In August last year, several international aid organizations departed from Afghanistan after the Taliban seized power. Those who remain are frantically attempting to deliver medical supplies, food, and tents to the remote earthquake-ravaged region. This year, UN agencies face a $3 billion financing gap for Afghanistan.
Germany, Norway, and several other nations said they would send relief for the earthquake but emphasized that they would only cooperate through UN agencies and not with the Taliban. Any government has not yet recognized the latter. Nations have urged the Taliban to address human rights concerns, primarily the rights and freedoms of Afghan women and girls, before addressing any other issues.
The International Rescue Committee has emergency health teams in the two provinces to provide first aid. It has stated that it offers cash assistance to families whose homes and livelihoods were destroyed by the earthquake. The organization, which has been active in Afghanistan since 1988, is requesting a road map to release Afghanistan's foreign exchange assets eventually.
In response to the Taliban's takeover of Afghanistan last year, as the U.S. was preparing to remove its forces, the Biden administration froze approximately US$9.5 billion held by the Afghan central bank in U.S. banks, making it difficult for the new rulers to pay government servants and import commodities.

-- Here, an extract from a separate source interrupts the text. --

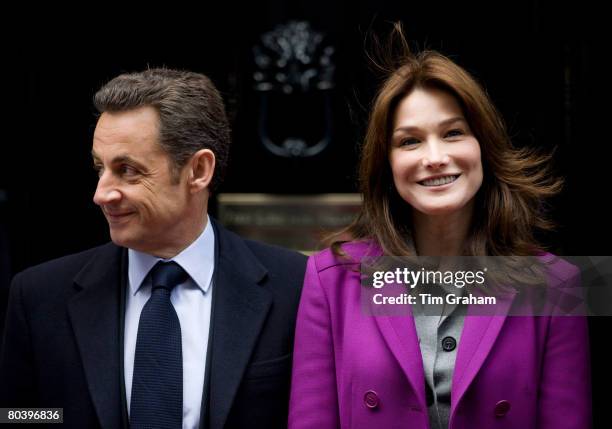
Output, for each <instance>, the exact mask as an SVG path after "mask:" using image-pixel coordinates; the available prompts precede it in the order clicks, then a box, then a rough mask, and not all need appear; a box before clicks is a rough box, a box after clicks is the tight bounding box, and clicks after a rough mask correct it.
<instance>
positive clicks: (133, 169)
mask: <svg viewBox="0 0 612 429" xmlns="http://www.w3.org/2000/svg"><path fill="white" fill-rule="evenodd" d="M119 173H121V175H123V176H134V175H136V174H138V171H137V170H136V169H135V168H134V167H132V166H129V165H126V164H123V165H122V166H121V167H119Z"/></svg>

Food and other supplies arrived by truck from Pakistan, while planes carrying humanitarian relief landed from Iran and Qatar. India has dispatched a technical team to the Afghan capital, Kabul, to coordinate the distribution of humanitarian aid. India has stated that its assistance will be provided to a UN agency and the Afghan Red Crescent Society.
The earthquake hit a region of extreme poverty in Paktika province, where locals eke out a livelihood in the few fertile areas among the rugged mountains.
According to forecasts cited by the United Nations and others, poverty rates might reach 97% of the population, and unemployment could get 40% this year.